Jodi Nunnari Receives Coveted International Feodor Lynen Medal
The College of Biological Sciences would like to congratulate Jodi Nunnari, professor of molecular and cellular biology and chair of the Department of Molecular and Cellular Biology for receiving the Feodor Lynen Medal from the German Society for Biochemistry and Molecular Biology.
In addition to the prestigious award, Nunnari was selected to present the Feodor Lynen Lecture during the “Cell Organelles – Origin, Dynamics, Communication” Colloquium in Mosbach, Germany on March 30. Nunnari’s presentation was entitled “The Behavior of Mitochondria.”
“The Feodor Lynen Lecture and Medal is a wonderful recognition of Professor Nunnari’s outstanding research on mitochondria,” said Mark Winey, dean of the College of Biological Sciences. “She joins a select and stellar group of biologists who have been recognized with this award.”

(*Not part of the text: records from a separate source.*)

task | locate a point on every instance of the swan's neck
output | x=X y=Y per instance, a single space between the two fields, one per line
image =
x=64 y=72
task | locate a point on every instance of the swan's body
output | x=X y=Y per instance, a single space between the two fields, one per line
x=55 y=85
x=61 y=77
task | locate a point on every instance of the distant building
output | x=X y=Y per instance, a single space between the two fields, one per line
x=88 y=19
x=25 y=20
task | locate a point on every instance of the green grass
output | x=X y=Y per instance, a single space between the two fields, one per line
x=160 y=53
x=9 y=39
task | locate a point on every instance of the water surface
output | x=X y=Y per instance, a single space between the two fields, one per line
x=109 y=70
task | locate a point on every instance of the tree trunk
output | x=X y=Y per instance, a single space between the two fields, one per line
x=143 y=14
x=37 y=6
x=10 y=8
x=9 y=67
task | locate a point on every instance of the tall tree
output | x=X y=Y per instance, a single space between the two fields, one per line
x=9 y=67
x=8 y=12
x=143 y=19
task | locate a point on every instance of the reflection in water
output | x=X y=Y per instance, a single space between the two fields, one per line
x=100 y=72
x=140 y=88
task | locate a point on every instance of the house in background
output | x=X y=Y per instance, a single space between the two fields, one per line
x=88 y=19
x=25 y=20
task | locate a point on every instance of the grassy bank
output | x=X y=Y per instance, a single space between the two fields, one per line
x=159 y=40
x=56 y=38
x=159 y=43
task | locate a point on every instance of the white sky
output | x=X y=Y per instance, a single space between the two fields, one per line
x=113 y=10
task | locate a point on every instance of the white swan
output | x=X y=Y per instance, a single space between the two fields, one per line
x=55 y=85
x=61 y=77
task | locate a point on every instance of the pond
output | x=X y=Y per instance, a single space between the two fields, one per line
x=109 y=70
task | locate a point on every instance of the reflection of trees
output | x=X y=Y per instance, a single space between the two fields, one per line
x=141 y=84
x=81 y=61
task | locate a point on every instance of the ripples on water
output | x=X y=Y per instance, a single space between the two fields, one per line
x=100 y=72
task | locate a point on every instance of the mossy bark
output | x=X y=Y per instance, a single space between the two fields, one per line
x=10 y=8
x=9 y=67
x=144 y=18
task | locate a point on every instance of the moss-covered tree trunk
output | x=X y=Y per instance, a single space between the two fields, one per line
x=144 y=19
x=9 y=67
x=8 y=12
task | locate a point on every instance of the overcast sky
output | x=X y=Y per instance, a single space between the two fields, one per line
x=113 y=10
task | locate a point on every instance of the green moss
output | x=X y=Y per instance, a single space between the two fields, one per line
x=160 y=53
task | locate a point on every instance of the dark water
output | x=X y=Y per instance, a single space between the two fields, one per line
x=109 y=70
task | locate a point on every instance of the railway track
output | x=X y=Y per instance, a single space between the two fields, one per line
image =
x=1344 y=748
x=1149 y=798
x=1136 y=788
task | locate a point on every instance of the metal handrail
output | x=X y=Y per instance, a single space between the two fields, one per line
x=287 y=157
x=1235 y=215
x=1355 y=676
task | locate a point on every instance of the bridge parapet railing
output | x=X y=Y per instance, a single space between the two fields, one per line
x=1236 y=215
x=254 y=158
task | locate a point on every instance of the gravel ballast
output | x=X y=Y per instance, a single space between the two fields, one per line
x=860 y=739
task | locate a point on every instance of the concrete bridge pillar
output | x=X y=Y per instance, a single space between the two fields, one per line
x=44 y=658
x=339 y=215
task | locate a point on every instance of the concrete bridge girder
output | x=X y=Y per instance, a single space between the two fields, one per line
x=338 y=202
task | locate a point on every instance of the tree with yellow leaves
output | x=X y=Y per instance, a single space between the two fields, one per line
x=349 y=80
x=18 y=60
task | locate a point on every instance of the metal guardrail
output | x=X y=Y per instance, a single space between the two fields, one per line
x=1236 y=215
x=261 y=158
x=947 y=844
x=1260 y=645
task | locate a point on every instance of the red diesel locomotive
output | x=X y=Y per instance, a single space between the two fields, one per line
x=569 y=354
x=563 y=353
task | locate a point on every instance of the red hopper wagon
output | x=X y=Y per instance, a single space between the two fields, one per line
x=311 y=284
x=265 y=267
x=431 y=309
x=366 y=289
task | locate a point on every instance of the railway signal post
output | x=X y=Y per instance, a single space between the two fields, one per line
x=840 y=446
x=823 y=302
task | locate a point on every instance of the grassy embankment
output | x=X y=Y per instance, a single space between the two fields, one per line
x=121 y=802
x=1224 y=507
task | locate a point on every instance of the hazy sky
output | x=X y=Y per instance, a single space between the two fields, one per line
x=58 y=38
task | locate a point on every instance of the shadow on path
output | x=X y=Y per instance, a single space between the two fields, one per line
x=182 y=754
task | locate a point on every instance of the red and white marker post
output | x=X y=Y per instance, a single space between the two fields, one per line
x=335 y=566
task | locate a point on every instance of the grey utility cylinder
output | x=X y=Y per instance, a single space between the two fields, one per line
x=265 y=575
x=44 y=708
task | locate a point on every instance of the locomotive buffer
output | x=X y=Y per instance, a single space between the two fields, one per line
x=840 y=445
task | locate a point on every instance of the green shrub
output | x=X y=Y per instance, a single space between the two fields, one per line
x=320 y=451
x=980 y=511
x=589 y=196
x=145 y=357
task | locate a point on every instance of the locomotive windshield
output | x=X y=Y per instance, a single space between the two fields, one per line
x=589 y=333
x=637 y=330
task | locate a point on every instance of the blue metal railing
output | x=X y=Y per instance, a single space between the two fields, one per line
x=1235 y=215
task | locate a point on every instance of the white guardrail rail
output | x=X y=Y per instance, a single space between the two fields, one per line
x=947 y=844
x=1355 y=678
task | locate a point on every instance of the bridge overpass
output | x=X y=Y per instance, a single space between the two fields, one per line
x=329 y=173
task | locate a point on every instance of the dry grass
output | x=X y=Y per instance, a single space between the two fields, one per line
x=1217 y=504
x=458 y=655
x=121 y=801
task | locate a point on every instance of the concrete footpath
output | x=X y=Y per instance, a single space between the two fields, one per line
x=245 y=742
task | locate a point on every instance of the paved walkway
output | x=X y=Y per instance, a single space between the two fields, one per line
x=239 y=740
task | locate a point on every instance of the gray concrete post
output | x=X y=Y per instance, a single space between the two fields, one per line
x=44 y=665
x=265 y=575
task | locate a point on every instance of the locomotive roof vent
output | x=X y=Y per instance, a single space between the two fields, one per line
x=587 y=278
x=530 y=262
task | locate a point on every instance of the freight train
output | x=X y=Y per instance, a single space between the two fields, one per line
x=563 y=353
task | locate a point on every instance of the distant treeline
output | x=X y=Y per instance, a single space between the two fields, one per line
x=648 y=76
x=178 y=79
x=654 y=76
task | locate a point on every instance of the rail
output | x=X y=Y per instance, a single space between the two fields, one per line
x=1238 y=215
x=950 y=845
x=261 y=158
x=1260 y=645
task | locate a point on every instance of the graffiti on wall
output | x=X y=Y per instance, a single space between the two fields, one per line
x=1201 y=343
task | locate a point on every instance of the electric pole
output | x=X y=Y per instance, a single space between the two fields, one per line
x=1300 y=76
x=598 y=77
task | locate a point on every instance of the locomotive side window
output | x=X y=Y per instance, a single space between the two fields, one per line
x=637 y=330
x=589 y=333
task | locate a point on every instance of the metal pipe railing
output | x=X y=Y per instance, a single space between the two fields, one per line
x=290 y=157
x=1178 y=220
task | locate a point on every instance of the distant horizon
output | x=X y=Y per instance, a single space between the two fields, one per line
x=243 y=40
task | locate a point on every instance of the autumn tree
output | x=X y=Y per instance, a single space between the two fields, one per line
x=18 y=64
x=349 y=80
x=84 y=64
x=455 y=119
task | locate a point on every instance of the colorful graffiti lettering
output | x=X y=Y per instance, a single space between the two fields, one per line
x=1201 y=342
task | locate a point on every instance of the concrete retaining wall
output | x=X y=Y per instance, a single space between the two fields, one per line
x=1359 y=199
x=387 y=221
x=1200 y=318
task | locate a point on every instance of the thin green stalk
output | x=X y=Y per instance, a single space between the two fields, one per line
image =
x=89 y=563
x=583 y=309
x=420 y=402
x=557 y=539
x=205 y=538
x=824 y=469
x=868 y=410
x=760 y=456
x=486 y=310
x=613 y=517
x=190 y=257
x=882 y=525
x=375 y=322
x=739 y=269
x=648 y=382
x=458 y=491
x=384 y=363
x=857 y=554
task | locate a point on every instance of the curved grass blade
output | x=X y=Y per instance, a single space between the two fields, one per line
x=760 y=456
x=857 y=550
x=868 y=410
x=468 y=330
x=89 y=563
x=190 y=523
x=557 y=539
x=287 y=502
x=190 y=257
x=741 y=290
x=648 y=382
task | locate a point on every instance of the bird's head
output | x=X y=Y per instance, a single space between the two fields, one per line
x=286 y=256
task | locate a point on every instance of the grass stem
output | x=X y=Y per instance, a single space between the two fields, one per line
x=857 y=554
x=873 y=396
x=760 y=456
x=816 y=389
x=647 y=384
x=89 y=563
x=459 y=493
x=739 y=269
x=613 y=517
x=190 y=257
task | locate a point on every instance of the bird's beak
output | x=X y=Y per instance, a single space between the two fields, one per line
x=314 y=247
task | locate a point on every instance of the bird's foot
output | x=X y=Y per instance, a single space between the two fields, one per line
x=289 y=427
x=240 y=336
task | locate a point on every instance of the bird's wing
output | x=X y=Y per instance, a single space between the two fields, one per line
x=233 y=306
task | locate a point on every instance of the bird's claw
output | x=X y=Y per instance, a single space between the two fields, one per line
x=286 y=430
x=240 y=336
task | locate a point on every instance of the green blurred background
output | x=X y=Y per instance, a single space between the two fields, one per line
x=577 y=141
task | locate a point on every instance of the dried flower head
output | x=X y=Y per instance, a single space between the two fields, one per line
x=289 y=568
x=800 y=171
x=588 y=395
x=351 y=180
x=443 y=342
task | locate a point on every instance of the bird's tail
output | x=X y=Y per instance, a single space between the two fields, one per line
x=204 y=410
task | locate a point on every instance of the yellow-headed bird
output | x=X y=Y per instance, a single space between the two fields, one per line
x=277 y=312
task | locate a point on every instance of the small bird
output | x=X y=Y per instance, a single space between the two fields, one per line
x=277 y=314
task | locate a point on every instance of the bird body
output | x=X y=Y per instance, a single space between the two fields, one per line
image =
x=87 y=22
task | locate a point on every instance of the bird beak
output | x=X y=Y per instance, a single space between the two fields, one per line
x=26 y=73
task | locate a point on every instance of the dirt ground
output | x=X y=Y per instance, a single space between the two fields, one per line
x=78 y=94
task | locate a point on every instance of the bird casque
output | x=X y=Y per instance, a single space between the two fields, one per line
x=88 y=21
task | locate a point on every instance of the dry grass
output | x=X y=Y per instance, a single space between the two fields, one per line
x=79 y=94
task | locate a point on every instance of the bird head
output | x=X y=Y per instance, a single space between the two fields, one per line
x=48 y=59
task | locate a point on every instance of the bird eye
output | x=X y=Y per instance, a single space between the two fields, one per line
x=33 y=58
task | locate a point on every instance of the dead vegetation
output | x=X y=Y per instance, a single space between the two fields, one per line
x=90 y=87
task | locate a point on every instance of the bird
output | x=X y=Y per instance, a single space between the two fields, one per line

Her research addresses the physiological functions and mechanisms of mitochondrial division and fusion, which are important determinants of overall mitochondrial shape and distribution.
Nunnari was selected “for her ground-breaking contributions to our understanding of mitochondrial behavior in intact cells, including how the structure of mitochondria is established and maintained, and how the mitochondrial genome is properly inherited,” according to a statement from the German Society for Biochemistry and Molecular Biology.
The Lynen Lecture and Medal is named after the famous German biochemist Feodor Lynen, a post-World War II researcher who studied the chemical details of metabolic processes in living cells.